For a popsicle
Where I grew up, in Oklahoma, summer shut us inside. Unless you were submerged up to the neck in a swimming pool, it was too hot and humid to be outside. But this city, my adopted city, opens wide up in the summer. Every window is propped up or swung out, everywhere, and everyone is in the street. I am writing this with the front door open, and from the neighbors’ house, which also has its front door open, the Supremes are singing “Come See About Me.” Two nights ago, on a walk around the neighborhood with the dog, I passed an old man playing the guitar on a front porch, a kid in gym shorts playing the guitar on another front porch, a young man playing the cello on a third front porch, and a house whose curtains were clearly so ecstatic about the weather that they sneaked out through an upstairs window to billow and twist in the breeze. It’s time for a popsicle.
This is a raspberry yogurt popsicle. It is also known as What Kept Me Alive in the Hot Delancey Kitchen Last Summer, or The Menu Item That We Didn’t Sell Much of, Because I Ate Them All. I first made these popsicles a few weeks before we opened, and when we were planning our opening menu, I knew they had to be on it. Have you ever seen what happens to adults when you put popsicles on the table in front of them? Namely, popsicles in shot glasses? They grin uncontrollably. It’s beautiful.
I’ve been seeing a lot of articles lately about popsicles, and I’m not surprised. They’re easy to make, and less fiddly than homemade ice cream. You can make them from lemonade, fruit juice, almost anything. When I was a kid, my mother had a set of plastic popsicle molds, molds a little like this, and she used to make guava popsicles for me, using Ocean Spray pink guava juice. I had no idea what a guava was, but I had a sense that it was very fancy, and this was convenient, because it kept me from complaining about the fact that I wasn’t eating Otter Pops. But that was years ago, and her molds are gone, probably to the graveyard of boxes in the attic. For a long time, I didn’t think about popsicles. I forgot. But then, last summer, at a friend’s party, a box of popsicles came out, and not long after, I was making a batch of raspberry frozen yogurt from David Lebovitz’s book The Perfect Scoop when I suddenly thought, This wants to be a popsicle. Clear as a bell.
It’s not as easy as pouring guava juice into a mold, but it’s close. It’s like making a smoothie, only the goal is to lick it, not drink it. You take some raspberries - frozen or fresh, either way - and some plain yogurt, and you put them in a blender with sugar and a splash of lemon juice. When it’s smooth, you press it through a strainer to catch the seeds, and then you divide it among your molds. If you have proper popsicle molds, you are a lucky person. If not, try other vessels. I use tall, narrow shot glasses, the ones often sold as vodka shooters.
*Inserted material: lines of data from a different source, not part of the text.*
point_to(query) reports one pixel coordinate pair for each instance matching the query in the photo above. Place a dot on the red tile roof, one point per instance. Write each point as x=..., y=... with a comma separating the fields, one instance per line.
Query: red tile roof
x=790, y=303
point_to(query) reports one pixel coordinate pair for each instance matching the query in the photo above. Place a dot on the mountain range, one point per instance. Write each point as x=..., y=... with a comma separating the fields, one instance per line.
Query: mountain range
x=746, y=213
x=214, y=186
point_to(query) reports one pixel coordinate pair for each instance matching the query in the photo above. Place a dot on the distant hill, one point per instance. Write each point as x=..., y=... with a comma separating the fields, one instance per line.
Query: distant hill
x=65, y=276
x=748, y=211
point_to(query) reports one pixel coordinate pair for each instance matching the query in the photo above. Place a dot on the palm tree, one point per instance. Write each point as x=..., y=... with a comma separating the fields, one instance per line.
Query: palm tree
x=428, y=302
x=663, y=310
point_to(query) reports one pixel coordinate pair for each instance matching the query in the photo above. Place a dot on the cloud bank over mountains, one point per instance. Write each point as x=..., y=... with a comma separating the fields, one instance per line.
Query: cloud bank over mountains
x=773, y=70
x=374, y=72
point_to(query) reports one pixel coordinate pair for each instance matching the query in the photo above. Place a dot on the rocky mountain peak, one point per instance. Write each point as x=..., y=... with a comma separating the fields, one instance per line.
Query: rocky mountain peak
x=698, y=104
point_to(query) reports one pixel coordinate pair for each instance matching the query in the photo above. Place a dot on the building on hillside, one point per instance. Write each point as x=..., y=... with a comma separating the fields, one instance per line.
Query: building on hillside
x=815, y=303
I’ll bet small Dixie cups would work well, too. Whatever you use, it’s hard to go wrong. You’ve got raspberries and yogurt on your team, and summer has only started.
Raspberry Yogurt Popsicles
Adapted from The Perfect Scoop, by David Lebovitz
These pops are perfectly tangy and perfectly sweet, and the best part is, the yogurt flavor really shines. Be sure to use whole-milk yogurt, not low-fat or nonfat. It tastes better, and it makes for a better tasting popsicle. I buy my popsicle sticks at Fred Meyer, but you can also find them at craft stores.
Lastly, I should tell you that these popsicles will not be as smooth, texture-wise, as churned frozen yogurt. They will be a little icy - you know, like a popsicle.
2 cups (480 grams) plain whole-milk yogurt
2 cups (240 grams) fresh or frozen raspberries
¾ cup (150 grams) sugar
1 tsp. lemon juice
Combine all ingredients in the jar of a blender, and process until smooth. Set a strainer over a bowl (or other vessel) with a pour spout. Press the mixture through the strainer to remove seeds. Divide mixture among popsicle molds of your choosing. Freeze for 20 to 30 minutes, or until the mixture begins to set; then insert popsicle sticks. Freeze until very hard.
To serve, briefly run the sides of the mold under tepid water to loosen the popsicle, and gently twist or wiggle the popsicle stick as you lift.
Note: I’ve also made this recipe with blackberries, and that’s very good, too. Keep in mind, though, that you may need to adjust the amount of sugar or lemon juice.
Yield: depends in your molds. I get 10 to 11 vodka shooter-size pops.